Jimmy, yang pernah lolos seleksi wasit elite Asia, menilai jumlah wasit berkualitas bagus di Indonesia memang begitu minim. Kata dia, ini bermula dari cara perekrutan yang salah. Misalnya, calon wasit sekarang sering memalsukan umur agar lolos seleksi. Proses seleksi saat ini juga diduitin. Untuk ikut kursus saja, bayar Rp 7 juta. Kalau tidak lulus tapi mampu membayar, tetap diterima. "Berbeda dengan zaman saya. Waktu itu tak ada pungutan untuk jadi wasit nasional," katanya.

DI akhir jamuan makan malam lezat di restoran Cafe Boy, Jalan Sudirman, Palangkaraya, pejabat pusat PSSI itu berulang kali meyakinkan pengurus Persepar bahwa dia mampu mengawal tim itu sukses berlaga di Divisi I. Menurut dia, jaringannya di PSSI adalah jaminan kesuksesan. "Dia bahkan mengaku mampu mengkoordinasi wasit," ujar Sigit.

Esok harinya, Sigit dan seorang manajer Persepar berangkat ke Hotel Aquarius di Jalan Imam Bonjol. Sesuai dengan kesepakatan sehari sebelumnya, sebuah tas kecil hitam berisi uang tunai Rp 100 juta sudah disiapkan. Sementara Sigit menunggu di mobil, si manajer membawa tas tersebut dan menyerahkannya kepada sang pejabat PSSI. Menurut Sigit, uang itu merupakan pemberian kesekian kalinya. Itulah upeti Persepar agar mereka tak dipecundangi selama bertanding.

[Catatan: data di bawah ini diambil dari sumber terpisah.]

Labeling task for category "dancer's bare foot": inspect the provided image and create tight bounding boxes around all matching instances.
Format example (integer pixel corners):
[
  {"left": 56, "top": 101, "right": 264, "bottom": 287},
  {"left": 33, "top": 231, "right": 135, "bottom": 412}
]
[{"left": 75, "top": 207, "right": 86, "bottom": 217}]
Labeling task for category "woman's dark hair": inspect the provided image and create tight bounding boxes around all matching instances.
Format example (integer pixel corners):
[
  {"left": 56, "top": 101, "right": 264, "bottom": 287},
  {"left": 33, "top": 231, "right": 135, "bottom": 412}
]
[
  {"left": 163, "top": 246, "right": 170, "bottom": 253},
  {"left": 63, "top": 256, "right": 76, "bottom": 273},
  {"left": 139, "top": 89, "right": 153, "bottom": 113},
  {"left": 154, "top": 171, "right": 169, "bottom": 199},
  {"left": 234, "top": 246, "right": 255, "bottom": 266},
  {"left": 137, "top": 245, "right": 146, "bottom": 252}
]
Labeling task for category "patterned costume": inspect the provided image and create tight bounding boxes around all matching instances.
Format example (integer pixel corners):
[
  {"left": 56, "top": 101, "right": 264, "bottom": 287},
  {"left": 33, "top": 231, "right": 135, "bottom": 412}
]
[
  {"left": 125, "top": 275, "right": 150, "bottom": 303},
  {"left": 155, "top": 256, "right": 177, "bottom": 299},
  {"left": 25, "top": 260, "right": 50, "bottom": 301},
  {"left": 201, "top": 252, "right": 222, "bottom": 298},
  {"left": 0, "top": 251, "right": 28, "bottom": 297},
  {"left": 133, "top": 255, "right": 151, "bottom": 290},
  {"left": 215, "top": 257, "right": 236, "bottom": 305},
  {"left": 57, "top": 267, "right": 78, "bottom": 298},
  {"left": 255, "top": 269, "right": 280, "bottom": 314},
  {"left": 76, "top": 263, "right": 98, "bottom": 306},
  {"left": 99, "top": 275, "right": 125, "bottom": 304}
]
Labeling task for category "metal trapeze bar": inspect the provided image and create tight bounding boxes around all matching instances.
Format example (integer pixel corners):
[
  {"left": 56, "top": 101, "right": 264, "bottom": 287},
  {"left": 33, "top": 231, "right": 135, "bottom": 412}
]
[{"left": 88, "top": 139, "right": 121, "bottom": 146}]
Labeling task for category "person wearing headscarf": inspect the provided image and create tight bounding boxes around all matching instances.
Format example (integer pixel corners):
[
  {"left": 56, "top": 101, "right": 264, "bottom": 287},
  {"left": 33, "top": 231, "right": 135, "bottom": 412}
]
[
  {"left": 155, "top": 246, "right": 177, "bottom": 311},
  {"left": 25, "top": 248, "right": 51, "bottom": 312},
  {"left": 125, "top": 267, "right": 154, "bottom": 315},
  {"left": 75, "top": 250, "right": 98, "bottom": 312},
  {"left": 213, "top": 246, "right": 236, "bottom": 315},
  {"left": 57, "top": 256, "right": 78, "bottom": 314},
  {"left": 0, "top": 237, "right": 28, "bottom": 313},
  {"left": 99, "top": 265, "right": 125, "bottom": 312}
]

Seorang mantan pengurus pusat PSSI menengarai pria yang dimaksud Sigit adalah Subardi. Selain menjadi anggota Komite Eksekutif PSSI, pria asal Yogyakarta ini mengetuai Komite Kompetisi. Menurut sumber itu, para anggota Komite Eksekutif memang mempunyai "klub-klub binaan". Selain Persepar Palangkaraya, sejumlah klub di Jawa Tengah dibina Subardi.

Seorang pengurus klub di Jakarta menunjuk orang lain, Eko Soebekti, "bapak asuh" satu klub sepak bola yang disegani di Tanah Air. Para manajer tim Liga Indonesia mengenalnya sebagai orang yang punya lobi kuat mengatur wasit. Meski bukan pengurus PSSI, Eko punya jaringan kuat di organisasi itu. Sejak 2004, pria yang biasa disapa "Mbah Eko" ini lebih sering menangani klub di divisi satu dan dua. Tarifnya sekitar Rp 20 juta untuk satu paket pertandingan.

Ditemui Rabu pekan lalu di Apartemen Permata Senayan, Subardi membantah semua tudingan. Ia mengaku tak pernah "mengawal" Persepar Palangkaraya di Liga Indonesia. Menurut dia, tuduhan itu hanya ekspresi kekesalan tim yang kalah. Ia juga membantah menerima ratusan juta rupiah dari pengurus Persepar. "Ini pembunuhan karakter."

Setali tiga uang, Eko Soebekti menangkis tuduhan tadi. Ia mengaku tak tahu-menahu soal jejaring wasit, apalagi mengatur pemimpin lapangan itu menentukan skor permainan. Tarif puluhan juta sebagai jasa makelar pertandingan dianggapnya mengada-ada. "Saya ini agen pemain, tidak tahu soal itu," kata Eko.